Get the Results You Want with a Workout Partner
Are you working out alone? Do you prefer that or have you not found the right workout partner yet? Honestly, if you aren’t training with someone else, you might be missing out on some amazing progress. The key, however, is to find the right person. This article we are going to discuss how you can get the results you want faster with a workout partner and what you should be looking for.
Don’t be afraid of the process. You need to find a workout partner who is just as crazy, ahem, I mean as dedicated as you. If you’re high energy and want to push yourself to the max and you are training with a sloth, nothing good is going to come from that duo. Maybe workout with a few people periodically to get a feel for how they are and if they are a good match for you. Do they have the same drive, do they want to get results, or are they just there to talk?
Just because you train with someone once doesn’t mean you’re dedicated to them for life. You can bounce around until you find the right person. It’s not like you’re marrying your workout partner. However, if your significant other or spouse works out, you might want to use them as your workout partner – I’ve found that works extremely well.
Key factors to look for in a workout partner:
You are going to want someone who is reliable. There’s no reason to be waiting at the gym to train with someone who is always late and wastes your time. Detach yourself from those individuals and find a new workout partner. You want someone who shows up on time and is ready to crush a workout at the time you scheduled. It’s easy to skip the gym when you are working out alone, but when someone else is counting on you to be there, it pushes you a little harder to make sure you show up and are accountable.
The best type of workout partner is the person who is motivated to be there and who wants to see results. You want to push them as much as they want to push you. You should feed off of each other’s energy. If your workout partner is just there to chit-chat and not train intensely, it’s going to affect your workouts and slow down your progress.
Make sure you are on the same page with your goals and expectations from the training sessions. You don’t both need to be working towards the same goals, but you do need to have an understanding of what you are both trying to accomplish through your workouts so you can help each progress throughout your journeys.

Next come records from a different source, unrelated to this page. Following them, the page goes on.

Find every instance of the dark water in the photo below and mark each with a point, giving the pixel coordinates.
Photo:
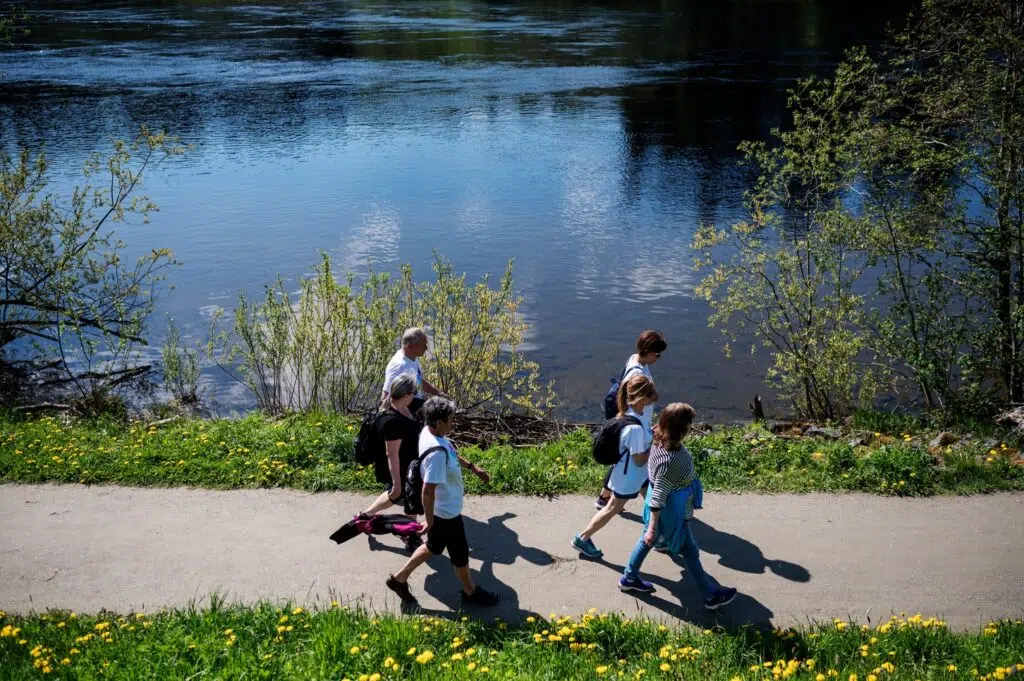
(585, 139)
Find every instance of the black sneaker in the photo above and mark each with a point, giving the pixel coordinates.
(401, 589)
(480, 596)
(720, 598)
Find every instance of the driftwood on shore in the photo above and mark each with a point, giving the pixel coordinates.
(486, 428)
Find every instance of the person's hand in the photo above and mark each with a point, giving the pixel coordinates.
(648, 538)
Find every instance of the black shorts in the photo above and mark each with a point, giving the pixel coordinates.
(450, 534)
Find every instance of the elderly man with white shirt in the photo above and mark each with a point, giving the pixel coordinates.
(407, 360)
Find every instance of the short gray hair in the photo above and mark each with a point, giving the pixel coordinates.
(414, 336)
(402, 386)
(437, 410)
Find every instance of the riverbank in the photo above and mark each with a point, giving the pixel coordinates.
(273, 642)
(313, 452)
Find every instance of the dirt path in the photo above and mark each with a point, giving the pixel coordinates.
(793, 557)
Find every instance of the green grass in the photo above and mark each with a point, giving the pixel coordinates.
(313, 452)
(269, 642)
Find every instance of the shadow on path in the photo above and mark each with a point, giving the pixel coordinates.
(737, 553)
(681, 599)
(492, 543)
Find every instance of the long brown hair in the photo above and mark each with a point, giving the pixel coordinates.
(636, 387)
(673, 424)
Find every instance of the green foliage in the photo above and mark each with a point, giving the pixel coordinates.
(180, 369)
(911, 166)
(334, 641)
(328, 348)
(788, 275)
(313, 452)
(66, 286)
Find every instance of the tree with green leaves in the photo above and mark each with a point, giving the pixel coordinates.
(73, 309)
(909, 168)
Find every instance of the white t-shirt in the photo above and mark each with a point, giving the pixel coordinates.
(633, 366)
(442, 469)
(399, 365)
(627, 479)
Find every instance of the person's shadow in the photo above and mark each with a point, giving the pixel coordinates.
(492, 542)
(737, 553)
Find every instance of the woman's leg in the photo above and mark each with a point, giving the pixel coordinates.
(691, 556)
(640, 552)
(602, 517)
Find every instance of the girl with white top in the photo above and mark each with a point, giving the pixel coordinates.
(635, 394)
(650, 345)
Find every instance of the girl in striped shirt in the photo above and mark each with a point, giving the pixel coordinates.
(672, 480)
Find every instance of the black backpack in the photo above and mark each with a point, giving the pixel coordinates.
(605, 449)
(369, 444)
(611, 396)
(413, 492)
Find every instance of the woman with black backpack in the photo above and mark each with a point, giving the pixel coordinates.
(632, 426)
(650, 345)
(400, 432)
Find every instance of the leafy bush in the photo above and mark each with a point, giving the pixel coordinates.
(327, 348)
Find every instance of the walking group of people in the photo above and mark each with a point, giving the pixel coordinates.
(416, 418)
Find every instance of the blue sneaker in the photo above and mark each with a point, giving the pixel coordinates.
(636, 584)
(586, 547)
(720, 598)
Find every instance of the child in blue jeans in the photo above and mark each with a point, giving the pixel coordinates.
(669, 508)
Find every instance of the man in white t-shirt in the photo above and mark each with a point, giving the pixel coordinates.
(407, 360)
(442, 497)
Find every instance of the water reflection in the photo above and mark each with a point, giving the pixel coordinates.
(585, 139)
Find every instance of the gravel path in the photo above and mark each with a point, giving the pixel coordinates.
(793, 557)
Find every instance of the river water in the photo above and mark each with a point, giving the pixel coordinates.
(587, 140)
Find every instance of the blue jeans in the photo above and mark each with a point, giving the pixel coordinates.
(691, 556)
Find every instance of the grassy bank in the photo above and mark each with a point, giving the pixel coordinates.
(313, 452)
(269, 642)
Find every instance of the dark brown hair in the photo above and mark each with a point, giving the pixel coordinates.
(651, 341)
(634, 388)
(673, 424)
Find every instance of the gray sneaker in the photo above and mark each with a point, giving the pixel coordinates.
(586, 547)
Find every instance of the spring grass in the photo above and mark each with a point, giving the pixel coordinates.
(313, 452)
(265, 641)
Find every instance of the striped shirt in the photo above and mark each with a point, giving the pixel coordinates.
(670, 471)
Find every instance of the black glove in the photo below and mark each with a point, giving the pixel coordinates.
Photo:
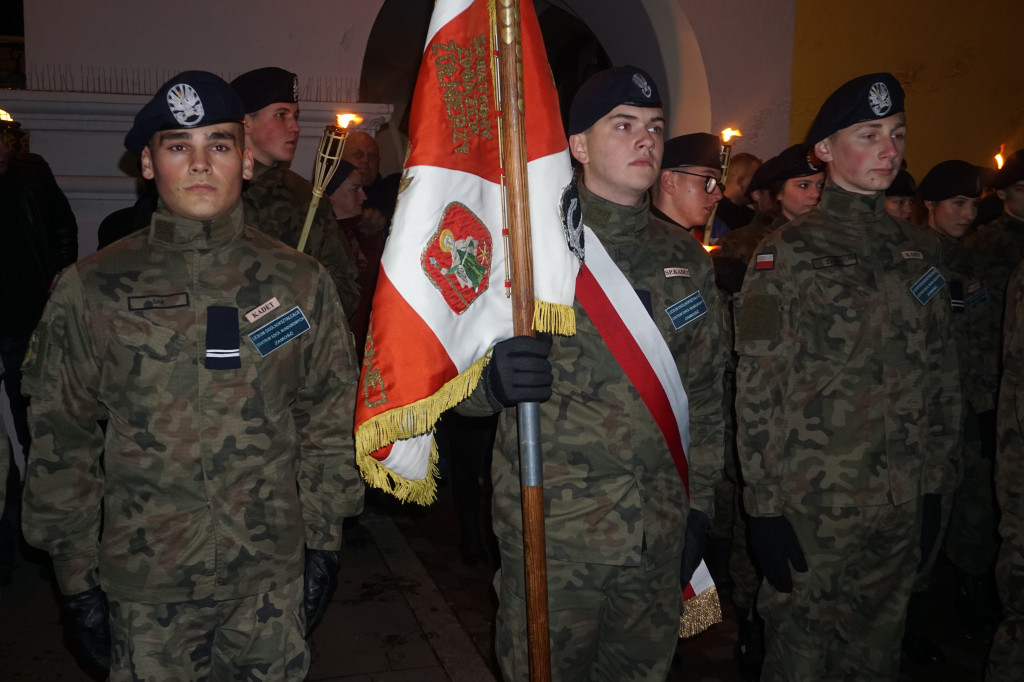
(695, 545)
(519, 371)
(87, 625)
(320, 582)
(931, 520)
(775, 547)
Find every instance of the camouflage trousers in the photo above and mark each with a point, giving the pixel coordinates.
(973, 540)
(1006, 659)
(844, 619)
(606, 623)
(257, 638)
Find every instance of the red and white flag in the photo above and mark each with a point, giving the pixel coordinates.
(440, 302)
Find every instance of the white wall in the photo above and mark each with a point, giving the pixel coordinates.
(91, 66)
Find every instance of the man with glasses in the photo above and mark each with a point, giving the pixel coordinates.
(690, 182)
(848, 402)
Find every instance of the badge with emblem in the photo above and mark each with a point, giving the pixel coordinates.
(184, 103)
(879, 98)
(458, 257)
(571, 214)
(641, 82)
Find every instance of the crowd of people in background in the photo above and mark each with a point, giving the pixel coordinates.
(850, 353)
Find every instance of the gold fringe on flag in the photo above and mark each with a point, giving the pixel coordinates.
(700, 612)
(554, 318)
(419, 492)
(420, 417)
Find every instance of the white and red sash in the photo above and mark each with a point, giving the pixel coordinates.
(638, 346)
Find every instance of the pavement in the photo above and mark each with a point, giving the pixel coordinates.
(409, 610)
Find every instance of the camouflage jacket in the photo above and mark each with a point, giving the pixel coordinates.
(207, 482)
(999, 246)
(740, 244)
(276, 201)
(975, 323)
(1010, 449)
(735, 248)
(848, 392)
(610, 486)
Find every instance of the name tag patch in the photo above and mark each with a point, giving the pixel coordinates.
(686, 310)
(833, 261)
(956, 295)
(276, 333)
(928, 286)
(262, 309)
(177, 300)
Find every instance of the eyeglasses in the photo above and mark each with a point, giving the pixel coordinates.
(711, 182)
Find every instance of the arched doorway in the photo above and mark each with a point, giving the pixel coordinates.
(581, 37)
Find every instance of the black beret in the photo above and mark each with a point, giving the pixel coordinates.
(340, 174)
(607, 89)
(693, 150)
(948, 179)
(261, 87)
(1012, 171)
(864, 98)
(792, 162)
(190, 99)
(902, 185)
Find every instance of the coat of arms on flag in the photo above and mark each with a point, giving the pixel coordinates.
(458, 257)
(441, 301)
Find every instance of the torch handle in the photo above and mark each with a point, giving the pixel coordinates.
(313, 203)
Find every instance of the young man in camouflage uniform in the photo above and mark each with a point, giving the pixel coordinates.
(226, 464)
(848, 402)
(690, 182)
(1006, 659)
(276, 199)
(616, 511)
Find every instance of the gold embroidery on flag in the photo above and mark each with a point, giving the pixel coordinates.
(464, 80)
(373, 382)
(700, 612)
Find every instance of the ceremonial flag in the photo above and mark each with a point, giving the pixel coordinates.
(440, 302)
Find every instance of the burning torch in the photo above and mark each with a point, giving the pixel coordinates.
(727, 134)
(331, 148)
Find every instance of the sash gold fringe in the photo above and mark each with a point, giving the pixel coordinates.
(554, 318)
(699, 613)
(420, 417)
(419, 492)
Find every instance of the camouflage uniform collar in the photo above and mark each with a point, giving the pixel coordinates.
(171, 230)
(260, 169)
(610, 220)
(949, 245)
(846, 206)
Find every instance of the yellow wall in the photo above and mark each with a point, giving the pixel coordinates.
(960, 64)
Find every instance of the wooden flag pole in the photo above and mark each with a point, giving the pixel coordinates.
(509, 38)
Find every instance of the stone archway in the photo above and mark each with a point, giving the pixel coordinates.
(581, 36)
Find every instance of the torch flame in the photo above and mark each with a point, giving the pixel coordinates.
(728, 133)
(344, 120)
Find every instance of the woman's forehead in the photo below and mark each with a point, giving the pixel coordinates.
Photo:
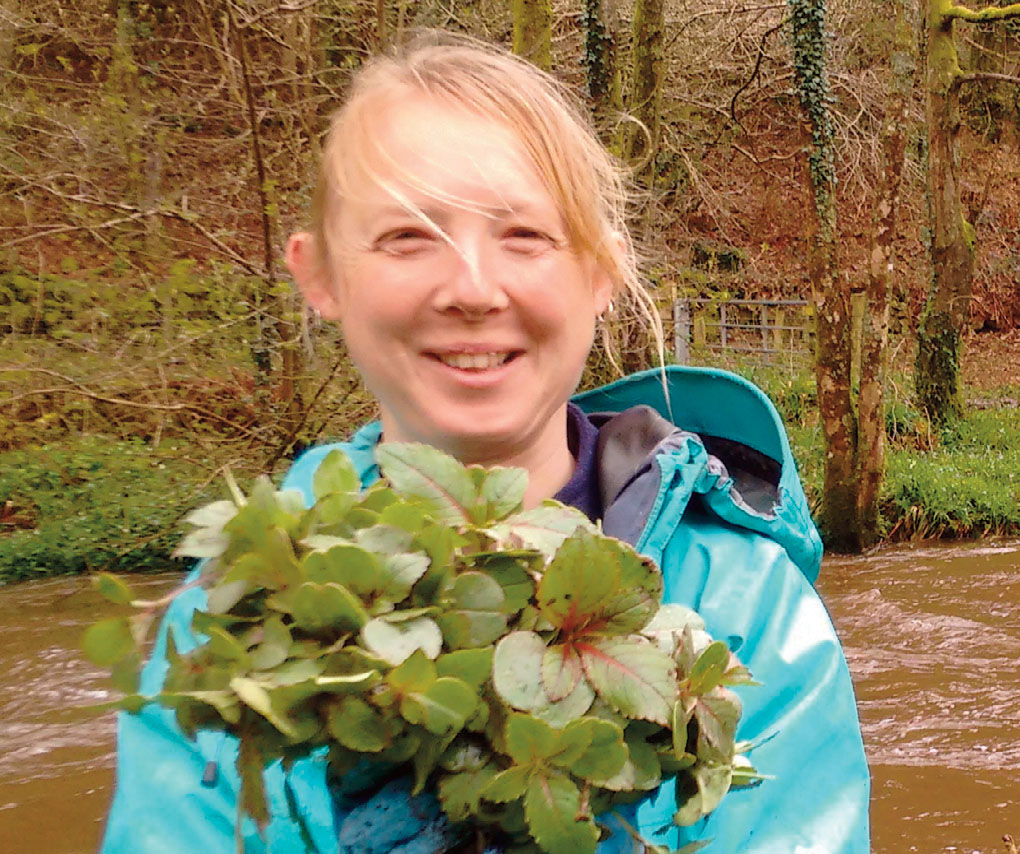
(424, 149)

Tying into goals mentioned above, you don’t need to have the same abilities as your workout partner. What I mean by that is you don’t need to push the same weight, the same number of sets, the same rep range, or even be doing the same exercises. The purpose of a workout partner is to have someone by your side who can push and motivate you, give you a spot, help you with some forced reps or other training techniques where a partner is needed, and someone to help keep you accountable and on track.
Just like when picking a boyfriend, girlfriend, spouse, or even friend in general, you need to trust the individual. If you are counting on them to spot you during a heavy set, you better fully trust them that when you hit the wall that they are going to be there to help you complete the rep or pull the weight off of you. For instance, if you are benching and you take the bar down to your chest and get stuck, is your workout partner there immediately to help you or are they checking out the people walking by and not even paying attention to you? There are some inherent risks involved with exercise and you need to know you can trust your workout partner when you get jammed up and need help.
Finally, you need to enjoy working out with your partner. If the conversation is awkward or you just don’t seem to be jiving, it’s ok – you don’t need to match up with everyone. You should look forward to working out with your workout partner. If you’re on the way to the gym and you’re dreading seeing this individual and working out with them, then part ways and move on. No harm, no foul. If you aren’t enjoying your workouts, you are less likely to go to the gym and when you do, you’ll be less likely to push yourself and will simply be going through the motions.